Twin Mechanical Metamaterials

TL;DR

This paper introduces twin mechanical metamaterials inspired by nano-twin crystals, demonstrating improved energy absorption and crack resistance by controlling twin topology, with potential for advanced material design.

Contribution

It proposes a novel design of twin mechanical metamaterials that impede shear band formation and enhance mechanical properties, including the first report on the inverse Hall-Petch effect in TMMs.

Findings

Twin topology improves energy absorption efficiency.

Twin design enhances crack propagation resistance.

Inverse Hall-Petch effect observed in TMMs.

Abstract

By mimicking the geometrical relation of nano-twin crystals, we propose novel architected twin mechanical metamaterials (TMMs), which can impede local shearing band formation under external loading, thus avoiding global catastrophic failure.
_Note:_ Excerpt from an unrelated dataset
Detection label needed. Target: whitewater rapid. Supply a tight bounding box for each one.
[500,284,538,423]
The effects of twin-space and twin angle on the mechanical performance of TMMs were also explored, such as: energy absorption, strength, and crack propagation resistance. The results showed that the twin topology design can not only significantly improve the energy-absorption efficiency but also remarkably improve the crack-propagation resistances of stretching-dominant mechanical metamaterials. We also studied the effect of twin-space and twin angle on the tensile strength of TMMs. This study is the first to report on the inverse Hall-Petch effect of TMMs. Our findings open an avenue for the design and fabrication of advanced materials with exceptionally tuneable mechanical properties.